Menschen in Not zu helfen, gelte außerdem nicht nur für Mitglieder, sondern für alle Bewohner. „Als Brudermeister habe ich auch Kontakt zu den ausländischen Familien. Alles nette Leute und die sind in unseren Vereinen willkommen“, betont Schmitz. Kirchberg sei in den 50er Jahren durch Gastarbeiter geprägt. „Wir haben eine gute Willkommenskultur“. Natürlich gehöre auch eine „große Liebe zu Kirchberg“ zu den Grundwerten der Schützengemeinschaft.

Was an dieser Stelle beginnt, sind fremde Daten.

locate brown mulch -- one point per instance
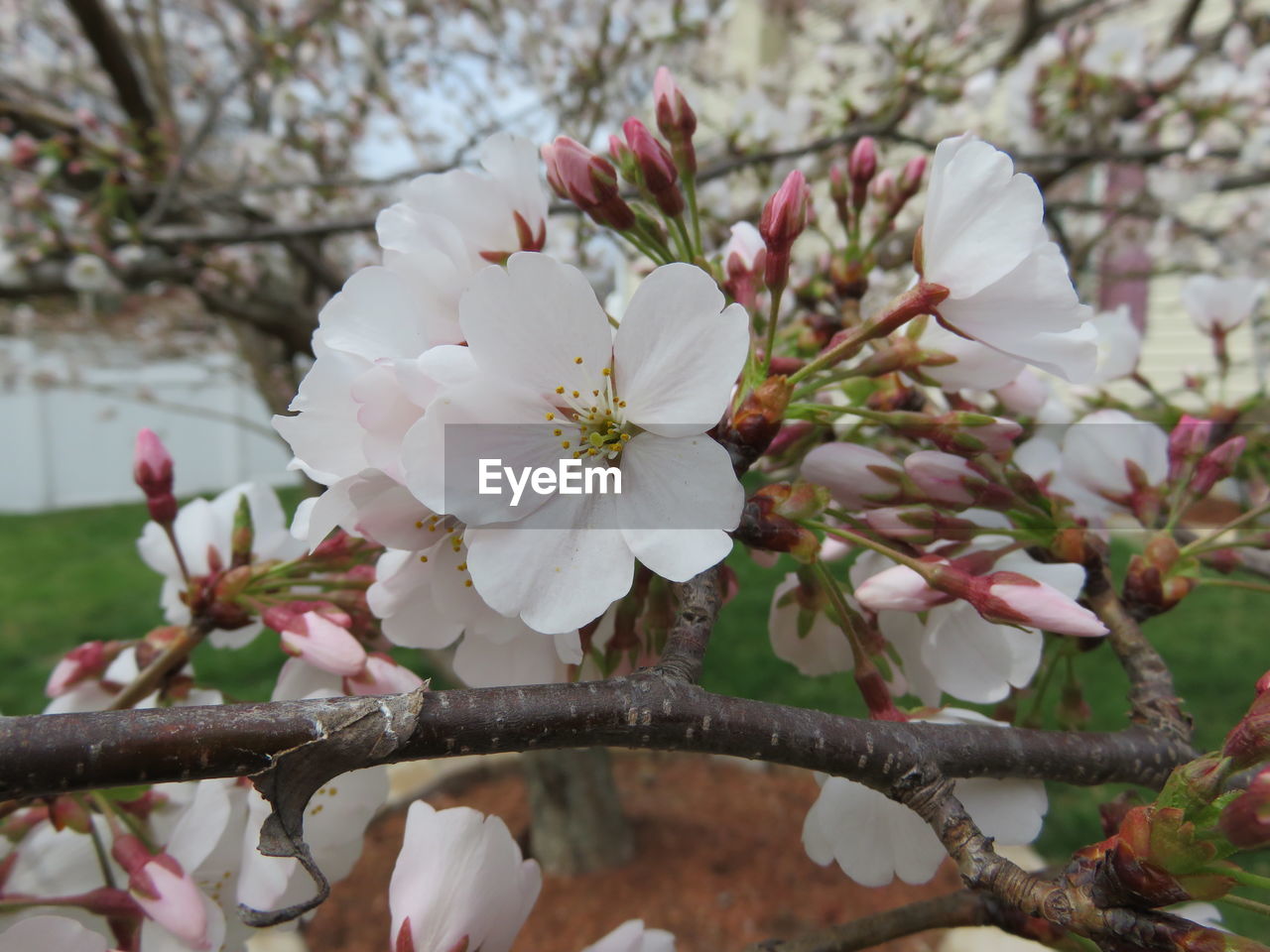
(719, 862)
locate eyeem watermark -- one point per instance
(570, 479)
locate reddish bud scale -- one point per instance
(588, 180)
(757, 420)
(675, 119)
(762, 527)
(861, 168)
(654, 168)
(1246, 819)
(1188, 442)
(1216, 465)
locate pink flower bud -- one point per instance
(1187, 443)
(588, 180)
(164, 892)
(656, 168)
(86, 660)
(675, 117)
(919, 525)
(382, 675)
(1216, 465)
(856, 476)
(785, 213)
(945, 477)
(884, 189)
(1246, 819)
(861, 167)
(325, 645)
(151, 470)
(898, 589)
(1011, 598)
(911, 178)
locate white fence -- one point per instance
(70, 412)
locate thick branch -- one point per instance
(48, 754)
(948, 911)
(1155, 703)
(112, 54)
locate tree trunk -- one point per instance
(576, 823)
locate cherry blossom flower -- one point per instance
(959, 653)
(1119, 341)
(458, 883)
(1220, 304)
(803, 634)
(856, 476)
(1114, 454)
(633, 936)
(554, 382)
(1008, 287)
(166, 892)
(203, 531)
(875, 839)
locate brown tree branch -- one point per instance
(948, 911)
(112, 53)
(1153, 701)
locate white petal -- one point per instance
(532, 321)
(679, 350)
(556, 579)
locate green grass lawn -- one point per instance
(71, 576)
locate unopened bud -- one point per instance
(151, 470)
(762, 527)
(857, 476)
(953, 481)
(861, 168)
(1011, 598)
(1216, 465)
(1246, 819)
(656, 168)
(756, 421)
(781, 222)
(675, 119)
(1188, 443)
(588, 180)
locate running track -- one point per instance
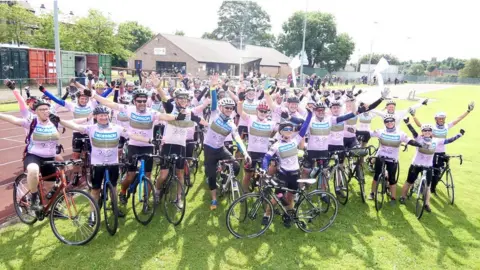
(12, 144)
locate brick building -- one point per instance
(201, 57)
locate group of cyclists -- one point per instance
(268, 123)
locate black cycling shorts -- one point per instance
(138, 150)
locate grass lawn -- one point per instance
(447, 238)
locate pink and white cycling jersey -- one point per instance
(176, 131)
(389, 142)
(350, 127)
(81, 111)
(250, 108)
(287, 153)
(218, 131)
(441, 133)
(424, 156)
(319, 132)
(140, 123)
(44, 139)
(365, 120)
(258, 134)
(104, 142)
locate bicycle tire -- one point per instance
(110, 206)
(21, 209)
(379, 198)
(174, 189)
(421, 199)
(91, 204)
(450, 187)
(331, 206)
(343, 186)
(146, 201)
(248, 215)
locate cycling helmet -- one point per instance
(181, 93)
(335, 103)
(388, 116)
(426, 127)
(226, 102)
(140, 93)
(100, 110)
(263, 106)
(319, 105)
(293, 99)
(391, 102)
(40, 102)
(126, 99)
(99, 85)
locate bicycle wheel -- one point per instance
(245, 216)
(21, 200)
(174, 201)
(70, 215)
(143, 202)
(380, 191)
(450, 187)
(316, 211)
(110, 208)
(341, 186)
(421, 198)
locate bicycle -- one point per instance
(227, 182)
(85, 156)
(449, 178)
(304, 214)
(70, 205)
(420, 188)
(108, 199)
(355, 168)
(172, 192)
(146, 211)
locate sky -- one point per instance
(408, 29)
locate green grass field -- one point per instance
(447, 238)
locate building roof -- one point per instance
(270, 56)
(206, 50)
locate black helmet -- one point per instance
(40, 102)
(140, 93)
(100, 110)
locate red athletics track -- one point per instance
(12, 144)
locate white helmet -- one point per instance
(426, 126)
(226, 102)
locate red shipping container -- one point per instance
(51, 67)
(36, 65)
(92, 63)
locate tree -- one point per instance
(417, 70)
(320, 34)
(17, 23)
(133, 35)
(242, 19)
(179, 33)
(391, 59)
(471, 69)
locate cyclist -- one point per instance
(141, 122)
(440, 131)
(424, 158)
(286, 149)
(42, 141)
(214, 150)
(390, 139)
(259, 131)
(175, 137)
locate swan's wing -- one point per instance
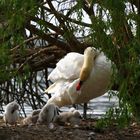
(68, 67)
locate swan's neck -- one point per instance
(87, 66)
(89, 56)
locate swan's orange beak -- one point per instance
(78, 87)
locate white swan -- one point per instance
(79, 78)
(11, 114)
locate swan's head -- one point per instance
(12, 107)
(90, 51)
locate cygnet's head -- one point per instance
(48, 114)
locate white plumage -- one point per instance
(71, 69)
(11, 114)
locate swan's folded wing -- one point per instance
(68, 67)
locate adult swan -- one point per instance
(79, 78)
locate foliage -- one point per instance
(34, 35)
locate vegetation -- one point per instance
(34, 35)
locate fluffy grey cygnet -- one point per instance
(48, 114)
(71, 117)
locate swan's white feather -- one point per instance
(68, 67)
(66, 77)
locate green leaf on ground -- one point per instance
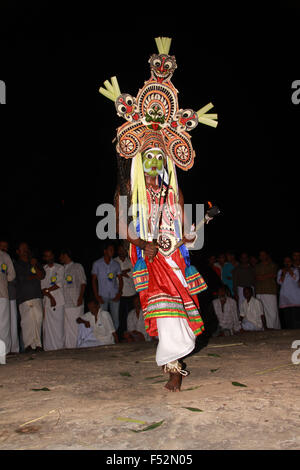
(191, 409)
(238, 384)
(148, 428)
(129, 420)
(44, 389)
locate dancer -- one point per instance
(150, 144)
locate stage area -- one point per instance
(96, 398)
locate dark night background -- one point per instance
(57, 157)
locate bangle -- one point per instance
(143, 243)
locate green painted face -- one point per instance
(153, 162)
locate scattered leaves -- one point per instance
(125, 374)
(192, 409)
(130, 420)
(191, 388)
(28, 429)
(148, 428)
(238, 384)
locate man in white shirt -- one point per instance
(96, 327)
(54, 310)
(74, 287)
(128, 291)
(7, 274)
(136, 324)
(12, 294)
(252, 312)
(226, 311)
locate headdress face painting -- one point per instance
(154, 113)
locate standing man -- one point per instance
(243, 275)
(296, 262)
(227, 271)
(12, 294)
(226, 310)
(54, 316)
(73, 289)
(129, 292)
(266, 288)
(106, 272)
(29, 297)
(96, 327)
(252, 312)
(7, 274)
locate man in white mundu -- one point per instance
(54, 303)
(96, 327)
(29, 296)
(12, 294)
(74, 287)
(7, 273)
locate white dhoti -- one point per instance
(269, 302)
(15, 346)
(86, 337)
(71, 326)
(31, 312)
(5, 323)
(176, 340)
(240, 293)
(53, 328)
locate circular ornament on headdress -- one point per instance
(157, 102)
(179, 147)
(129, 139)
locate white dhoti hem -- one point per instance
(71, 326)
(86, 337)
(176, 340)
(31, 312)
(5, 323)
(240, 293)
(269, 302)
(53, 328)
(15, 346)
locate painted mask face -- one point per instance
(153, 162)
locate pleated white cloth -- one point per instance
(5, 323)
(31, 312)
(53, 328)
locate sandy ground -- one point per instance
(93, 393)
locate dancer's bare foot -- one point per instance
(174, 382)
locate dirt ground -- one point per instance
(92, 398)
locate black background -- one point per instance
(57, 158)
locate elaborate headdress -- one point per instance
(154, 120)
(155, 108)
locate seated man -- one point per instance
(135, 324)
(226, 310)
(252, 312)
(95, 327)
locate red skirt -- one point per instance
(166, 296)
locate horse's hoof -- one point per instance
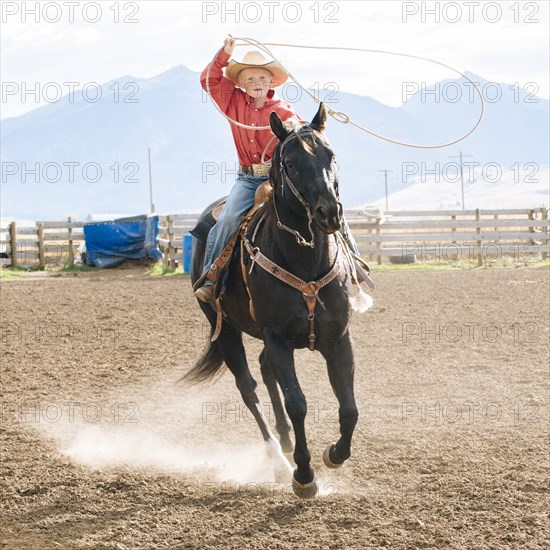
(305, 490)
(328, 462)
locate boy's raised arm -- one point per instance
(221, 88)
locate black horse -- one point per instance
(305, 202)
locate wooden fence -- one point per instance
(47, 243)
(441, 236)
(444, 236)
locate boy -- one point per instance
(252, 107)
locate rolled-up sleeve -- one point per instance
(221, 88)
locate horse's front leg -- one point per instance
(340, 364)
(281, 357)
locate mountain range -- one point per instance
(79, 156)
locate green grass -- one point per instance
(158, 270)
(77, 268)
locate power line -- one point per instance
(460, 156)
(386, 185)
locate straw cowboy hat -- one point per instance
(255, 60)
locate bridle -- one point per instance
(285, 179)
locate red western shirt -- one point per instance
(239, 106)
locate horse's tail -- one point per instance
(208, 366)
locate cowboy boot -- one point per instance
(205, 293)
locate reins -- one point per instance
(340, 116)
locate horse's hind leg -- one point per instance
(340, 366)
(280, 356)
(231, 345)
(281, 420)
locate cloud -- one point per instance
(164, 34)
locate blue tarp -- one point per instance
(110, 243)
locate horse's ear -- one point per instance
(277, 126)
(320, 119)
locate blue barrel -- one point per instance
(187, 246)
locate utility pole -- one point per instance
(150, 183)
(386, 185)
(460, 156)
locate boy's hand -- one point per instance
(229, 45)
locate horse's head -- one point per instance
(304, 163)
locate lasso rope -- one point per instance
(340, 116)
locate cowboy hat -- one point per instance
(255, 60)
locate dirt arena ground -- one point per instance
(102, 448)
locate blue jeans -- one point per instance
(238, 203)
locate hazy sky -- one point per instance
(53, 46)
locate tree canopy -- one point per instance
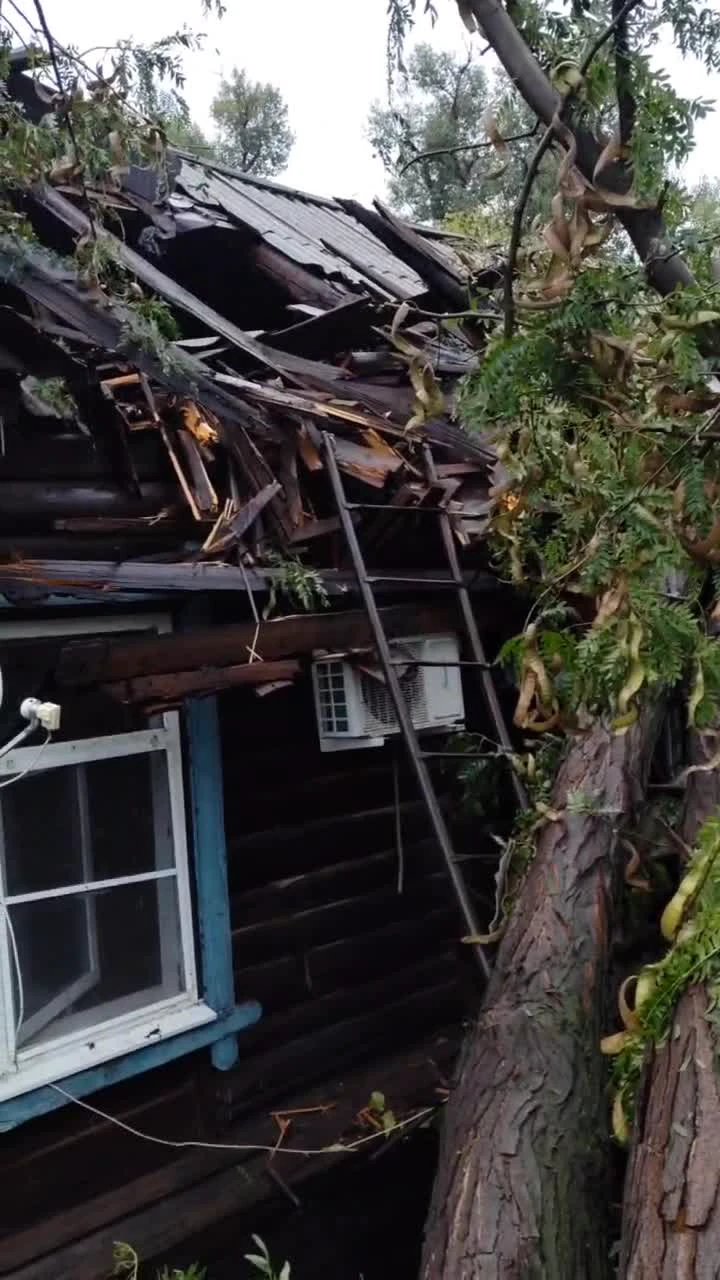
(440, 138)
(253, 126)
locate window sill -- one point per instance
(57, 1064)
(220, 1028)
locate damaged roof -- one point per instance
(313, 231)
(188, 462)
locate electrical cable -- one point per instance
(8, 782)
(18, 970)
(17, 777)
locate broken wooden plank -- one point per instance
(204, 492)
(317, 529)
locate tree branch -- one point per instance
(645, 227)
(543, 146)
(68, 114)
(623, 74)
(464, 146)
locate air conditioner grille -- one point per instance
(332, 698)
(379, 707)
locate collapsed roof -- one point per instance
(149, 464)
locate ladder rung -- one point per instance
(418, 662)
(413, 581)
(400, 511)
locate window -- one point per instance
(96, 941)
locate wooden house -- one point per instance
(217, 938)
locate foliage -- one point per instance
(127, 1266)
(693, 958)
(263, 1264)
(51, 393)
(441, 101)
(300, 584)
(254, 133)
(172, 114)
(609, 487)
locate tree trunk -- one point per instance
(671, 1207)
(522, 1180)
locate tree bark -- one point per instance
(522, 1180)
(666, 269)
(671, 1205)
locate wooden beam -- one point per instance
(87, 662)
(182, 684)
(57, 498)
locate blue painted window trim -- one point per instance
(213, 917)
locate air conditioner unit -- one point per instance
(355, 708)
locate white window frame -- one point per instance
(121, 1031)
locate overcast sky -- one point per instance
(328, 58)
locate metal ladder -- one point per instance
(417, 757)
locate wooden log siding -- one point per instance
(350, 972)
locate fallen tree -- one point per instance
(523, 1183)
(607, 489)
(671, 1206)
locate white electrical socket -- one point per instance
(49, 716)
(45, 713)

Gerade die historischen deutschen Schützen, wo die Sakramentsbruderschaft zugehöre, seien gegründet worden, um Not zu lindern. Heute, und eben besonders damals nach dem 30 jährigen Krieg“, erinnert Schmitz an die Gründungsumstände.
Ein Schützenverein sei Teil des Dorflebens und habe damit auch Vorbildfunktion – besonders für den Nachwuchs. In Kirchberg seien unter den etwa 140 Mitgliedern derzeit 20 Kinder, also Jungschützinnen und Schützen. Als er selbst jung war, hätte er hier früh sein Leitbild gefunden: „Josef, das Feiern, das ist nicht wichtig. Wenn geweint wird, dann musst du da sein“, habe einer seiner Vorgänger zu ihm als kleinem Jungen gesagt. Das habe ihn geprägt.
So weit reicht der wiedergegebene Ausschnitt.